Maciej Kot

Z Nonsensopedii, polskiej encyklopedii humoru

Generalnie trzeba powiedzieć, że Maciek Kot ma teraz tendencję zwyżkową.

Apoloniusz Tajner o niezwykłej formie Maćka podczas TCS 2011/2012
A oto Kot Maciek, dumny reprezentant Polski

Maciej Kot (Kot Maciek, przyszłość) – polski skoczek narciarski. Ze łzami w oczach stwierdzając, (bez)nadzieja polskiej kadry skoków narciarskich. Po zakończeniu kariery Adasia, najprawdopodobniej brany będzie na większość światowych skoczni w celu gonienia Kazachów i Ukraińców w ilości występów bez zdobywania punktów. Światowe skocznie drżą. Polacy również. Jedyne co nie drży, to światowa czołówka skoków narciarskich, której wymiana ta jest wybitnie na rękę. Zwycięzca konkursu LGP w Wiśle 2012. Od sezonu 2011/2012 w końcu przegonił Kazachów i Ukraińców, a w 2016 roku wreszcie stanął na upragnionym podium Pucharu Świata.

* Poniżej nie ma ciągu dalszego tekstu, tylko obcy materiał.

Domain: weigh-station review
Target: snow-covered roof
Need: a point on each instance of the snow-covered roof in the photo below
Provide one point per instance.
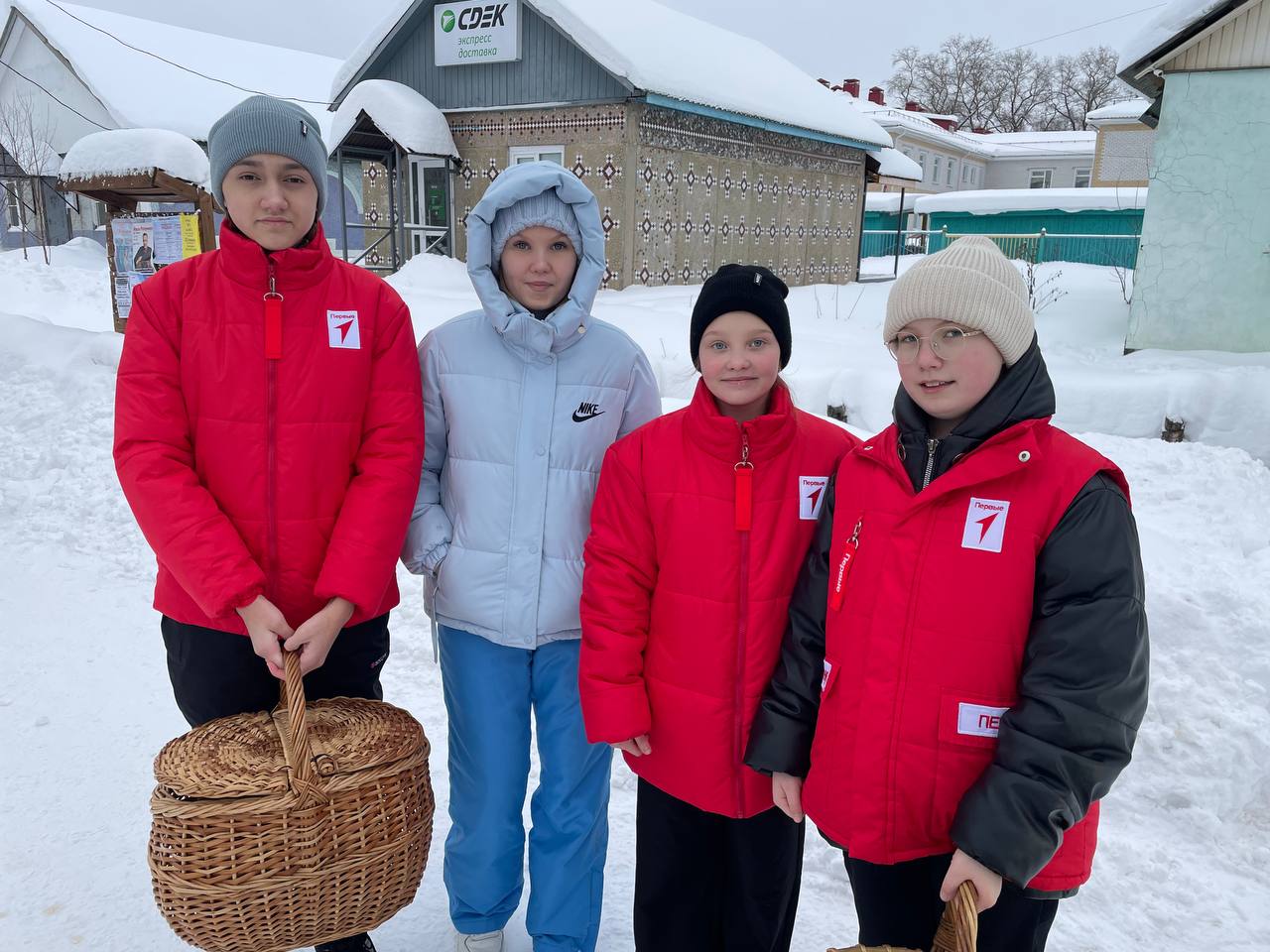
(1169, 24)
(400, 113)
(1030, 145)
(1124, 111)
(141, 91)
(992, 145)
(1026, 199)
(136, 153)
(724, 70)
(889, 200)
(896, 166)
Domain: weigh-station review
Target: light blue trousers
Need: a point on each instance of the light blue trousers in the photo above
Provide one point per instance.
(490, 692)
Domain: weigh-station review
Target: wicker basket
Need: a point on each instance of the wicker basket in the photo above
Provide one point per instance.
(275, 832)
(957, 932)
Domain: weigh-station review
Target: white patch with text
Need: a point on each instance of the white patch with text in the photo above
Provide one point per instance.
(978, 720)
(811, 495)
(343, 331)
(984, 525)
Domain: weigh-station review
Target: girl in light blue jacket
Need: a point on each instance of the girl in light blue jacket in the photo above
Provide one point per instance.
(522, 399)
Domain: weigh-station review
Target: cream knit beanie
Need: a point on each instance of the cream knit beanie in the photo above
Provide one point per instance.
(971, 284)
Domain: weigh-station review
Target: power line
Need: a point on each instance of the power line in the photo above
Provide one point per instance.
(60, 102)
(1087, 26)
(177, 64)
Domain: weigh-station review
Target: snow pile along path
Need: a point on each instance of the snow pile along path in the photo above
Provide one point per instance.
(85, 705)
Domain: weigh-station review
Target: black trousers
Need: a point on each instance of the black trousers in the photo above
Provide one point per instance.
(706, 883)
(899, 905)
(216, 673)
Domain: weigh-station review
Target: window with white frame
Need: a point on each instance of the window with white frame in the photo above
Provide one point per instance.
(518, 155)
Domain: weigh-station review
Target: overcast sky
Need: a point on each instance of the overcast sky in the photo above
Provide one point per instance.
(832, 40)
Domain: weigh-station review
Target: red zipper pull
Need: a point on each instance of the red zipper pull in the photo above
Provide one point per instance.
(744, 471)
(848, 560)
(272, 321)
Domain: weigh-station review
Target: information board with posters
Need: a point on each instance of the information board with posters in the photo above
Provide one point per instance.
(474, 33)
(144, 244)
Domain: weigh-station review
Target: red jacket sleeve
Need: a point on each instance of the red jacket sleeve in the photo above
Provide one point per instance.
(362, 553)
(616, 602)
(190, 536)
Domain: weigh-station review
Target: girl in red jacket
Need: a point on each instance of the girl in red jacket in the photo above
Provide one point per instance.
(268, 435)
(698, 529)
(965, 664)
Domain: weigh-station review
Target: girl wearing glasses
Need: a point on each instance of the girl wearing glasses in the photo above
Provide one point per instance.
(965, 665)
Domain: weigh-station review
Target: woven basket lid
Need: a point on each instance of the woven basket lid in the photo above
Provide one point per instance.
(243, 756)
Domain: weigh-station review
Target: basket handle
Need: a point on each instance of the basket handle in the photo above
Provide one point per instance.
(298, 747)
(959, 927)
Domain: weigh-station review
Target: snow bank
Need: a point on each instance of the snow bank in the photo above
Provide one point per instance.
(896, 164)
(1019, 199)
(400, 113)
(1166, 24)
(1184, 856)
(663, 51)
(136, 153)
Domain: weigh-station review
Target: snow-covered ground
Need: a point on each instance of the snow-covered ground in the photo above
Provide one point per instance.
(84, 698)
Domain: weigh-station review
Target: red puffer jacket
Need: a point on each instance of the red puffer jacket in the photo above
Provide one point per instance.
(272, 447)
(698, 534)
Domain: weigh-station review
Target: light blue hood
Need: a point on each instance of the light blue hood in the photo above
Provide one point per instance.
(571, 320)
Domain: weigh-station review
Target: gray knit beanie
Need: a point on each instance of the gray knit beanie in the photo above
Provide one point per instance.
(263, 125)
(971, 284)
(545, 209)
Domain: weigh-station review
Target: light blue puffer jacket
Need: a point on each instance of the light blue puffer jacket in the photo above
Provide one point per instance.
(513, 436)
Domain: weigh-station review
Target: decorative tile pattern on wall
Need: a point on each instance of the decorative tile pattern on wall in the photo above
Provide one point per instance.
(697, 191)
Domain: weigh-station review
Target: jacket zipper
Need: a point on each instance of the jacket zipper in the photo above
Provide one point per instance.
(931, 445)
(744, 471)
(273, 353)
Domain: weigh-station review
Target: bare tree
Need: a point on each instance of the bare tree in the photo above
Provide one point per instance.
(26, 136)
(1084, 82)
(1024, 84)
(1007, 90)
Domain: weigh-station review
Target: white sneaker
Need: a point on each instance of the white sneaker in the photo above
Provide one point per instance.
(480, 942)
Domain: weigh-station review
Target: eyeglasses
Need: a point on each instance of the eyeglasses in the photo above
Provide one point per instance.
(947, 343)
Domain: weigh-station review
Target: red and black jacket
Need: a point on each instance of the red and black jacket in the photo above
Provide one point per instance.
(965, 662)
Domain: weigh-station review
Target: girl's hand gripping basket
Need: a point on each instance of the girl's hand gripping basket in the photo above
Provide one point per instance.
(957, 932)
(280, 830)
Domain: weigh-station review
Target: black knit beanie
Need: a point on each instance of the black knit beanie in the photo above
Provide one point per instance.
(742, 287)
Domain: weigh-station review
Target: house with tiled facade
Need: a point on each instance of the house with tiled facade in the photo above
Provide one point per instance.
(701, 146)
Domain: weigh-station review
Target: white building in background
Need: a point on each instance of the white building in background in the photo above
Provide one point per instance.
(959, 160)
(89, 80)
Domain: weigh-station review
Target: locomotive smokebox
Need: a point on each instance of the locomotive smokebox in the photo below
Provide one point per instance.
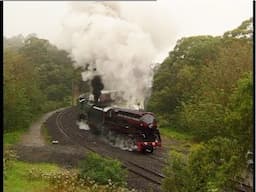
(97, 87)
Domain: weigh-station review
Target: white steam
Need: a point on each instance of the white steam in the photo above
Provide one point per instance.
(82, 125)
(108, 37)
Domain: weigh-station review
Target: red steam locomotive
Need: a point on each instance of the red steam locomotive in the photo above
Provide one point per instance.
(135, 128)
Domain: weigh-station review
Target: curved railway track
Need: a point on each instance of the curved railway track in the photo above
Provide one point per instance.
(150, 171)
(133, 167)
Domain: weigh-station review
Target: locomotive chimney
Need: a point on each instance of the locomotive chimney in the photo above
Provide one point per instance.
(97, 87)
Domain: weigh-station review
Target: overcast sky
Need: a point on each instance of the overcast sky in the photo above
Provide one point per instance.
(186, 17)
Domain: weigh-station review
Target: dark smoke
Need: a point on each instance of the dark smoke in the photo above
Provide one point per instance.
(97, 86)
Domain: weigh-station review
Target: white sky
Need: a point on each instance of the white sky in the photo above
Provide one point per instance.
(190, 17)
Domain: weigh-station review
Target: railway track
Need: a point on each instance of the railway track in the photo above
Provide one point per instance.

W 2017 zaczął i zarazem przestał wygrywać. Zawodnik (dosłownie) na piątkę.

Kariera juniorska

Ponieważ nie szło mu za dobrze w szkole, postanowił się z niej za wszelką cenę wyrwać, aby nie wylądować na przymusowej służbie w wojsku. Wyobrażacie go sobie tam z jego nazwiskiem? Nic przyjemnego. Fakt górskiej lokalizacji jego miejscowości oraz fascynacja wynikami Małysza spowodowały, że Maćkowi zachciało się skakać. Pierwszy spektakularny sukces Maciej odniósł 20 sierpnia 2005 w czeskim Rożnowie, kiedy to wygrał zawody i pokonał kilku kadrowiczów z Czech[1]. To wiekopomne osiągnięcie miało niebagatelny wpływ na losy jego dalszej kariery. W 2006 został powołany do kadry Polski na MŚJ w Kranju, jednak i tam był za słaby, a jego występ ograniczył się do udziału w oficjalnych treningach. Największym pechem polskich skoków narciarskich była jednak jego wygrana w zawodach FIS Cup oraz Lotos Grand Prix. Dlaczego pechem?

Kadra narodowa

…ponieważ Maciek postanowił zacząć starać się o miejsce w kadrze A. Nie było to trudnym osiągnięciem jak na polskie realia, tym bardziej, że jego ojciec był tam fizjoterapeutą. Maciuś dostał się tam więc w trybie priorytetowym, odsyłając tym samym o klasę lepszego Żyłę do Kontynentala. W Pucharze Świata zadebiutował w konkursie drużynowym, w którym skakał lepiej od połowy składu. Polacy zajęli siódme miejsce, a Maciek dostał stały angaż do kadry. Optymistyczny start nie przełożył się jednak na dalsze wyniki. W sezonie 2007/08 wystartował w 20 zawodach, z czego 9 razy nie zakwalifikował się do pierwszej, a 11 razy do drugiej serii. Na tym przykładzie podziwiać można niezłomną wiarę i nadzieję polskiej ekipy szkoleniowej.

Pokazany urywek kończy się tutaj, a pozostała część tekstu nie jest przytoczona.